The re-feeding was mild enough that I was able to deal with it with a few potassium tablets. Each nutrient in cell building/failure-sequence came in order. I titrated turning on more compartments of healing and often more of cell failure becasue of insufficient supplies when needed. The refeeding results what appeared to fit backed up by reading and confirming it's deficiencies AND found people who had corrected those symptoms with that item. I was looking for how to correct subacute combined degeneration and peripheral neuropathies data searching the web. I found 2 people up out of wheelchairs with MeCbl, one with HyCbl injections, 10 mg I think starting and MeCbl finished the job and none at all with CyCbl doing any good. The rest was engineering as they say. Every "next nutrient" was researched and planned. Nothing "trial and error" at all. Only ONE trial didn't work as expected, glutathione and that caused severe methyltrap and demyelination in 10 of 10 persons in a trial, useful to know, learned in 10 weeks getting "glutathione detox" and that it was a collection of B12 and methylfolate deficiencies caused by glutathione bonding to active b12 and flushing it pout of the body in the urine at triple or so the usually rate with injections.

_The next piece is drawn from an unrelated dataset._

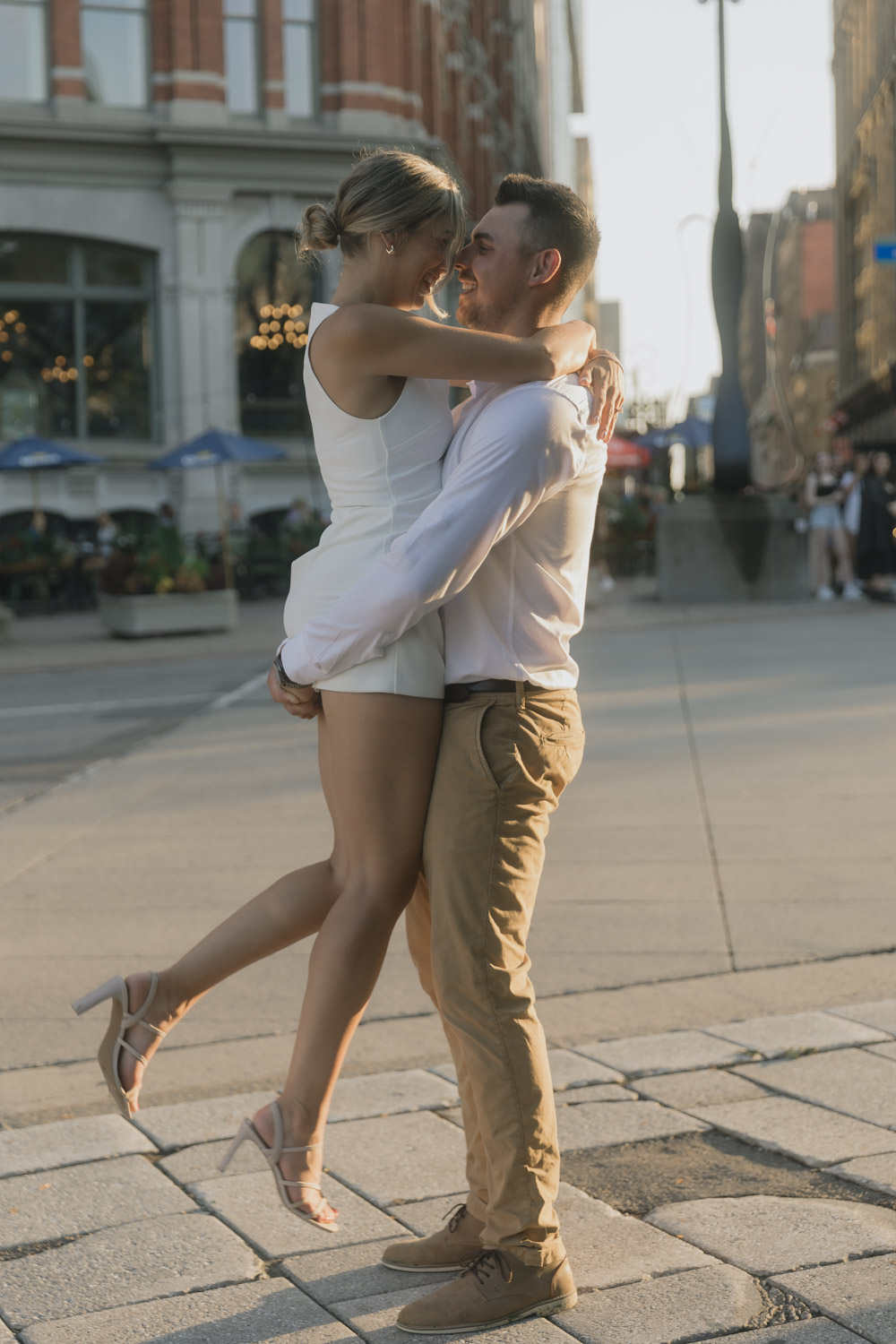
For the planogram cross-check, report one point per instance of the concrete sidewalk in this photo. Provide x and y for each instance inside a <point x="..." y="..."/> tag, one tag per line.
<point x="102" y="1254"/>
<point x="726" y="855"/>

I broke my own 3 way confirmation. I never found anybody with genuine good results. Instead it explained "detox" symptoms, massive l-methylfolate deficiencies caused by methyltrap and flushed out of body. We all, 10 of 10, then reversed it MeCbl injections and methylfolate increases. Each of us had at least one year of active b12-methylfolate-adocbl-carnitine healing and lots of "old symptoms" to return, and they did.

I have to finish later on how to approximate measure of B12 in urine., too late now.

Be well.
Hi Freddd, this is a great find and one I think relevant to me and many others. When do you think you'll be putting out your writeup of Lithium?